Stefania Siri: Per Le donne del coro vorrei sottolineare tre punti-chiave, che sono forse anche i fondamenti della lirica della Baldissone: il primo riguarda la sapienza metrica e ritmica, in un libro dove c’è dietro un’italianista agguerrita, grazie alla capacità di usare il verso italiano; emerge il ritmo non solo come ripetizione, ma soprattutto quale orchestrazione dei suoni in una lavorazione positivamente artigianale, con una bell’evidenza di versi percepibili come settenari sdruccioli alla Pascoli o anche come endecasillabi addirittura di tradizione dantesca. Il secondo punto concerne l’alternanza di narrazione e descrizione: ci sono nel libro storie con personaggi viventi e non viventi che s’alternano a momenti di riflessività; e poi c’è la pluralità dei toni e dei registri che conducono a una abilissima mescolanza di stili non solo alti e bassi, ma in particolare come dignità di rappresentare sia il basso corporeo sia la vita quotidiana talvolta fra realtà civile e istanza politica. I forti contrasti nel libro diventano sostanza strutturale. Illude il patetismo con innesti di slogan quasi da muri, ma poi il tutto porta a un dolore autentico, anche se Giusi sa cogliere sempre con un sorriso la letteratura e alla fine Le donne del coro è da leggere come un inno alla vita.

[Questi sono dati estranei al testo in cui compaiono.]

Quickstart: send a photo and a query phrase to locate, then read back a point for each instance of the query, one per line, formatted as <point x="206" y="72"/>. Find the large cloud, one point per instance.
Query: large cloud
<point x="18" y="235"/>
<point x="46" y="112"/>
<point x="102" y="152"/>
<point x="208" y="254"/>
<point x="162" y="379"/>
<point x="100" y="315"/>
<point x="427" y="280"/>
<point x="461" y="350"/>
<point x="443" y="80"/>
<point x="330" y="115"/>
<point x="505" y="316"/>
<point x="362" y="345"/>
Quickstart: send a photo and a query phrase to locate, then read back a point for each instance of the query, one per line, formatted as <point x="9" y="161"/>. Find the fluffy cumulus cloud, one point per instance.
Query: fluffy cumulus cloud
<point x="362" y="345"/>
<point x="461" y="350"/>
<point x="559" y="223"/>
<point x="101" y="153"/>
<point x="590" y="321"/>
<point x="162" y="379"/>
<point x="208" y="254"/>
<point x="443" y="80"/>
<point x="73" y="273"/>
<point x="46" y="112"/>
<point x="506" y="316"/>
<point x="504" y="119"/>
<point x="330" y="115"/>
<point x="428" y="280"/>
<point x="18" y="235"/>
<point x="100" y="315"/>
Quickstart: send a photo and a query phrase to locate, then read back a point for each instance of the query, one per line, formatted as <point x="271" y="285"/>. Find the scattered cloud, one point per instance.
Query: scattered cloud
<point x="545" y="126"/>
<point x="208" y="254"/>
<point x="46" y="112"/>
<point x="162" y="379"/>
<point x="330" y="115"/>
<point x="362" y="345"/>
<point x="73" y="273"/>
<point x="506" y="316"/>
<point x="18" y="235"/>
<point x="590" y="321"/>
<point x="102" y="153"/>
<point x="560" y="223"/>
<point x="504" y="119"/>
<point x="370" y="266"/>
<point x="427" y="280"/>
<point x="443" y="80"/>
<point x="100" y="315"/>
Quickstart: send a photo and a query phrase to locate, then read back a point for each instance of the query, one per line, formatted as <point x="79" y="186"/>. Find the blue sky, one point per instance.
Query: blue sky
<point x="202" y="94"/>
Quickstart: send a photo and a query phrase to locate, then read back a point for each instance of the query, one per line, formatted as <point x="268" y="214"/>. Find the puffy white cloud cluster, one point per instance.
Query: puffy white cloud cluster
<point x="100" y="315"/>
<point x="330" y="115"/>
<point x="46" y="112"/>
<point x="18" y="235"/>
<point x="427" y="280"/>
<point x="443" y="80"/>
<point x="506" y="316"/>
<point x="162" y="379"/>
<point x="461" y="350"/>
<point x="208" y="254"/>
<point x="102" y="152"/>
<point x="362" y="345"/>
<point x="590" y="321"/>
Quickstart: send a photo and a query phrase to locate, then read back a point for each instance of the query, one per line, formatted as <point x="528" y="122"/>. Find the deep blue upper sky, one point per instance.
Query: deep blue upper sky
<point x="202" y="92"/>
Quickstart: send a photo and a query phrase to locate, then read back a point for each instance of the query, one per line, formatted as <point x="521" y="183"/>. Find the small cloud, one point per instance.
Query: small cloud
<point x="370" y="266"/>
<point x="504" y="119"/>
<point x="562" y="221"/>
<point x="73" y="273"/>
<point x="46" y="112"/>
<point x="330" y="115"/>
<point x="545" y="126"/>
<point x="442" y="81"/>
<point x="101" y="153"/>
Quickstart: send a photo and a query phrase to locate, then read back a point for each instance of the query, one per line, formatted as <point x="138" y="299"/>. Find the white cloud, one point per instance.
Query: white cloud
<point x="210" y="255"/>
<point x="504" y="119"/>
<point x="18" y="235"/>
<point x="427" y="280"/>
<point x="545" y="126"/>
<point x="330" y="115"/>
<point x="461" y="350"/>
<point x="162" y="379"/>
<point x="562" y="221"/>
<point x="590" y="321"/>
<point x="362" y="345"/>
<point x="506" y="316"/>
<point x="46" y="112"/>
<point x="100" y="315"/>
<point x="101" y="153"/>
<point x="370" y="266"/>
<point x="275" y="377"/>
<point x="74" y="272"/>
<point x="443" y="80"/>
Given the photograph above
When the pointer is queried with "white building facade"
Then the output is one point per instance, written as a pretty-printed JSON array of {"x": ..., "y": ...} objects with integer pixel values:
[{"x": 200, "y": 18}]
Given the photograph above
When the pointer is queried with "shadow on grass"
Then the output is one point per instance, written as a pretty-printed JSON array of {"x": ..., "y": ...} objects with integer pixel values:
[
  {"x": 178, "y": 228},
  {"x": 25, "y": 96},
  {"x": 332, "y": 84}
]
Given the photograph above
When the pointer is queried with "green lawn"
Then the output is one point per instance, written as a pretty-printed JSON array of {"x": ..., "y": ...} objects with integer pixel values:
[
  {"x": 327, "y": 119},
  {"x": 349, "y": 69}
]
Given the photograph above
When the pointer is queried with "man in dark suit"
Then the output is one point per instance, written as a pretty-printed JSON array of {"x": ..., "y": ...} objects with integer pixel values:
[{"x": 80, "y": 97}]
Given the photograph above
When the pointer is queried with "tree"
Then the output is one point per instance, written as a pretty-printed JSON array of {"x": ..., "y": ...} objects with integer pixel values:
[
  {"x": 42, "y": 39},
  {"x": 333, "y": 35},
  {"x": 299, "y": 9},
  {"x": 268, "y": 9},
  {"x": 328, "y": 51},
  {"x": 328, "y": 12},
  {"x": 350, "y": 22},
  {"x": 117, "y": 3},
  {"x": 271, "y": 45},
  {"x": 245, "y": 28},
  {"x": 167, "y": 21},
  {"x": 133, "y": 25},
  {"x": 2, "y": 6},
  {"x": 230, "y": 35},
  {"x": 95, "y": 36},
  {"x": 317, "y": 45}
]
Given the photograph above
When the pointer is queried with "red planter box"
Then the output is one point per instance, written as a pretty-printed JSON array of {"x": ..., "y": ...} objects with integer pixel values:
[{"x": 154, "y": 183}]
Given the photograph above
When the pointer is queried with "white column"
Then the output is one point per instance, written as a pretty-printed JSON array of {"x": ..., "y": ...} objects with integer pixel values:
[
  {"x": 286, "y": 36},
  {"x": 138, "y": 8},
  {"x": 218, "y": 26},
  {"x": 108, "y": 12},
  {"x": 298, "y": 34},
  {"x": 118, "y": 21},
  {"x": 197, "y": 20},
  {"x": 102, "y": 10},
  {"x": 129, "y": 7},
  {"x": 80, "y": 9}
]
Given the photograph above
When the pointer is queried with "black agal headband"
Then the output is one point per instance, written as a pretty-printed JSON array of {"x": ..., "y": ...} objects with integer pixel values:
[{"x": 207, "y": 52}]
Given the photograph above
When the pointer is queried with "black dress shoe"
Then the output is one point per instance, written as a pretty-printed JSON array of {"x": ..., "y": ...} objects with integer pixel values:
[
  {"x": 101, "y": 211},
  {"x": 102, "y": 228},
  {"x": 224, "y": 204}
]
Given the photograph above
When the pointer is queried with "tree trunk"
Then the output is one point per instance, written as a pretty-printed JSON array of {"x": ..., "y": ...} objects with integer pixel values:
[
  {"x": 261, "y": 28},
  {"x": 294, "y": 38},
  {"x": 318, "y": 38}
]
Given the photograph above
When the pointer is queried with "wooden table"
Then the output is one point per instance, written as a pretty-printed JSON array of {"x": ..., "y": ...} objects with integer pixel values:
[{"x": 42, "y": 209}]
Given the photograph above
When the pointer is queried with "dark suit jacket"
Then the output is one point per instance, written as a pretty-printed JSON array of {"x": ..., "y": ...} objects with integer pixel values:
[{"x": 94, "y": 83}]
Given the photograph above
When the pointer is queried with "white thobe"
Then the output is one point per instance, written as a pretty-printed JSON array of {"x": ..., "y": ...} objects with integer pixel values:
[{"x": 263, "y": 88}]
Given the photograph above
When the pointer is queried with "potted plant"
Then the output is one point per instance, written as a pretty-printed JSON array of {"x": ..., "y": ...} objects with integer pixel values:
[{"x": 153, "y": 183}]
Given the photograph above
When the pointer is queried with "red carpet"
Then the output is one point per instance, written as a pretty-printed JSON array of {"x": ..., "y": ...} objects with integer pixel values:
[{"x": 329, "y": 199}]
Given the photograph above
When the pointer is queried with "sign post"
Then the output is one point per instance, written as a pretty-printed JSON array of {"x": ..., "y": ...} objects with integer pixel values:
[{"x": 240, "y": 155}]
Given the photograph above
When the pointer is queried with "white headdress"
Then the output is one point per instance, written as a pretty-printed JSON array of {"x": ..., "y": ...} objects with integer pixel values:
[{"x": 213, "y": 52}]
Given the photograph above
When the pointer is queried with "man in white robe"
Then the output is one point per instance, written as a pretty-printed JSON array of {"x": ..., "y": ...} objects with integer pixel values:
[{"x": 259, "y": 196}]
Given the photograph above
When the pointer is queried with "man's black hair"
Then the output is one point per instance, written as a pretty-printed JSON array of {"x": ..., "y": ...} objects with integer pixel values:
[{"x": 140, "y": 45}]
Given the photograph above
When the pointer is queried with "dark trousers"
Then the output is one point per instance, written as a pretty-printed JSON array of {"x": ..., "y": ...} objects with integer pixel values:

Cristina Iuli: Essendo anglista, mi vengono in mente voci poetiche familiari come Amy Lowell, assieme a Ezra Pound, teoria di una poesia dell’immaginismo. Nel 1917 la Lowell esplicita in un saggio la differenza tra poesia e prosa: ciò che distingue la prima dalla seconda è il ritmo più marcato, lo sforzo più palese per raggiungere un equilibrio; è un effetto che la vecchia generazione di letterati chiama musicale: un ritmo, per anni, associato alla rima, ma ora si tratta di altri tempi, altri luoghi, con forme del tutto diverse dalla rima. Dopo questa premessa trovo che ci sia in Giusi un’idea del ritmo (inteso come equilibrio, qualità necessaria per tutta la vera poesia), ossia un andamento circolare che qui si estrinseca nell’intreccio fra amore e dolore. Parola e accadimento vengono sospinti in avanti per essere rovesciati, tornare su se stessi. Ne Le donne del coro equilibrio e ritorno sono come un movimento controllato della voce che tocca tute le corde dell’intimità, senza mai essere strumentale , proiettato su figure femminili (bambine, figlie, madri, amiche, ragazze, allieve, ecc.). Ma c’è anche leggerezza nel momento del cedimento, dove alla pesantezza dell’accumulo del ricordo, accade un gesto iconoclasta. E il libro è pure responsabilità del raccontarsi nel respiro misurato e nell’equilibrio dell’intimità in tempi storici diversi (nonna, mamma, figlia, nipote) con lingue diverse da Celentano ad Ariosto o anche con quelle di animali, vegetali, minerali. Sono insomma voci lontane rieducate come voci intime, che sembrano incorporare tutte le forme classiche della poesia italiana (e della sua dissoluzione), con linguaggi più fluidi sempre controllatissimi.